Stocks plummeted Friday in record trading as more investors shifted to panic mode after two years of losses.
Wall Street suffered one of its biggest one-day declines, driving the Dow Jones industrials down 390.23 points, or 4.6%, to 8,019.26, the lowest level since 1998.
For The Record
Los Angeles Times Thursday July 25, 2002 Home Edition Main News Part A Page 2 National Desk 15 inches; 537 words Type of Material: Correction
Futures exchange--A photo caption in Saturday's Section A describing a trader in a Dow Jones futures pit misidentified the exchange in the photo. It was the Chicago Board of Trade, not the Chicago Mercantile Exchange.
Analysts said more investors reached their threshold of pain after nine weeks of almost unrelenting price declines that have driven many well-known stocks to five-year lows.
Shaken by the wave of corporate financial scandals this year, the threat of more terrorist attacks and uncertainty over the strength of the economic recovery, institutional and individual investors alike have been abandoning stocks for the safety of Treasury bonds, bank savings accounts and gold.
"It's just indiscriminate selling," said Liz Ann Sonders, portfolio manager at New York-based money manager Campbell Cowperthwait.
The severity of Friday's decline raised concerns that Monday could bring a fresh torrent of selling, after investors have had the weekend to ponder their losses.
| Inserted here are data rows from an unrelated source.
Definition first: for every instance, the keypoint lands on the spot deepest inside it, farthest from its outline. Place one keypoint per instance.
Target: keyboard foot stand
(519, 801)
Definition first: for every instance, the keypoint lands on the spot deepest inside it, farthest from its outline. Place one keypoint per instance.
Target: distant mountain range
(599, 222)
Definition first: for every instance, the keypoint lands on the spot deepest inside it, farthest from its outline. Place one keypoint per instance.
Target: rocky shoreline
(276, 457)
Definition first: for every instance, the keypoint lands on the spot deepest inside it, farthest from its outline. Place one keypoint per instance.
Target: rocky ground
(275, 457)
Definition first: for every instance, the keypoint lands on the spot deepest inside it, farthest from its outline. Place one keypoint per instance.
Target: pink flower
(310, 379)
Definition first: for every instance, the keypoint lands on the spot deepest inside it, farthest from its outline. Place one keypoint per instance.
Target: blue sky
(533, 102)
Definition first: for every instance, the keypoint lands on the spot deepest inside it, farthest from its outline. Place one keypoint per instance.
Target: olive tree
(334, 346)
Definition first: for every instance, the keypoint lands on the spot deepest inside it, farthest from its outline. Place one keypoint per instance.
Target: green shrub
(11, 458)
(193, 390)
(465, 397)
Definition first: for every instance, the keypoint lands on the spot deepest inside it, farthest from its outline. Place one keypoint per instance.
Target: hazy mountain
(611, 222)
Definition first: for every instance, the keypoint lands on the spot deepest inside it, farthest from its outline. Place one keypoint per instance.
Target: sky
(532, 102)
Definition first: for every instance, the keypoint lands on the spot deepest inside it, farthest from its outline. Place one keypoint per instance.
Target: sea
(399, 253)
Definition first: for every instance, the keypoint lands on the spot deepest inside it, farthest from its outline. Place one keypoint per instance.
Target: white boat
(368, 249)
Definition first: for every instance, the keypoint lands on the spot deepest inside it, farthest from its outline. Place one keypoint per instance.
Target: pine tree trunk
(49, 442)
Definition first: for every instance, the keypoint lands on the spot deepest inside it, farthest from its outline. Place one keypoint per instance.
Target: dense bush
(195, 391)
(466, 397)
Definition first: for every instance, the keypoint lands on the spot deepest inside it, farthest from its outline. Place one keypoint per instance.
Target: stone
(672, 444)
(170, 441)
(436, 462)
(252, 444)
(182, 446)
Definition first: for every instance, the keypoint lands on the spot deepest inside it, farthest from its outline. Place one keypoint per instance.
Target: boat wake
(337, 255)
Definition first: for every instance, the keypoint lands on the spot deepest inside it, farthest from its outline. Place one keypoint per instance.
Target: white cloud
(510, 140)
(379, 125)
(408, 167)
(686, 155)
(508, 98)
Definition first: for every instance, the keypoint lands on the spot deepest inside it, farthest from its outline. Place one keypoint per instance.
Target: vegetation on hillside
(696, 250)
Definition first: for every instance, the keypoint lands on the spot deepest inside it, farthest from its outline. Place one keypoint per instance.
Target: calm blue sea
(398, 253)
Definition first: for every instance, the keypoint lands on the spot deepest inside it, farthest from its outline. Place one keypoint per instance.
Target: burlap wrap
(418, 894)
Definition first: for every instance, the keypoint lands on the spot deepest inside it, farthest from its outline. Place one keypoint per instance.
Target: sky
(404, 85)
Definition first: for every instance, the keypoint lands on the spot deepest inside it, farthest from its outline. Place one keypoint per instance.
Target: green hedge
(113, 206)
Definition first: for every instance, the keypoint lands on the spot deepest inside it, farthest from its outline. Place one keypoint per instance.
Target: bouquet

In Washington, President Bush made no mention of the market's plunge Friday during a visit with U.S. soldiers at Ft. Drum, N.Y., but White House officials said he would address concerns about the economy in his radio address to the nation this morning.
Reacting to Friday's sell-off, the White House said Bush still believes the fundamentals of the U.S. economy remain solid.
"We are working with Congress to enact policies to strengthen the economy, but the fundamentals are strong," White House spokeswoman Claire Buchan said.
Meanwhile, House and Senate negotiators signaled that they would send a major accounting and finance reform bill to Bush by the end of next week, moving with urgency to stiffen penalties for corporate crimes and increase oversight of accountants.
But none of that appeared to cheer investors Friday.
Wall Street pros have argued repeatedly in recent weeks that the market was reaching a "capitulation" phase as stocks plunged, and that a bottom was likely soon, as investor gloom deepened.
"If we can find a glimmer of hope, it's that this is usually how bear markets finally end," Sonders said.
But many more investors stepped up to sell Friday, raising new fears that a bottom could be far off.
Analysts said the market is being hit from all sides: Foreigners are selling as the weak dollar devastates their U.S. holdings; hedge funds and other active traders increasingly are "shorting" the market, betting on lower prices; individual investors are selling out of mutual funds; and fund managers are selling, trying to raise cash in case redemptions accelerate.
Losses have been most pronounced in the biggest blue-chip stocks this week--a sign that many investors, professional and individual alike, are getting rid of the last of their favorites.
Though some say the pattern of dumping the strongest names may indicate that selling is close to exhausting itself, investors have grown weary of hearing analysts say in recent weeks that the decline is almost over, only to see share prices fall further.
Friday's slide was triggered in part by reports that drug giant Johnson & Johnson is facing a federal investigation of record-keeping at a manufacturing plant in Puerto Rico. The news added to the cloud over many big-name U.S. companies.
As trading swelled, more than 3 billion shares changed hands on the New York Stock Exchange and regional exchanges Friday, eclipsing the previous peaks set in the aftermath of the September terrorist attacks.
For the Dow, Friday's decline was the seventh-biggest in terms of points, though it did not rank among the top 10 declines by percentage.
The broader Standard & Poor's 500 sank 3.8% to 847.75 and the tech-heavy Nasdaq index slumped 2.8% to 1,319.15, both reaching new five-year lows.
The S&P index now is down 44% from its peak in March 2000. The Nasdaq index is down 74%.
The focus now shifts to Monday, and whether more investors will decide over the weekend that they can't bear any more pain.
"The Dow breaking through its September lows is going to cause a lot of people to say, 'That's frightening. I'm out of here,' " said Chip Hanlon, editor of investing newsletter Unfundamentals.com in Huntington Beach.
A huge wave of selling Monday could trigger trading halts on the New York Stock Exchange for the first time, if the Dow falls as much as 950 points.
Regardless of what happens Monday, Hanlon said, several "classic contrarian signals" suggest the market is reaching at least a near-term bottom.
Professional investors' sentiment has gotten extremely bearish, he said. For instance, the latest Investors Intelligence survey of market newsletter editors, issued this week, showed 39.6% were bears and 35.4% were bulls, an unusual occurrence. The last time bears outnumbered bulls was in September, preceding the powerful fourth-quarter rally. The last time before that was in late 1998, also around a market low.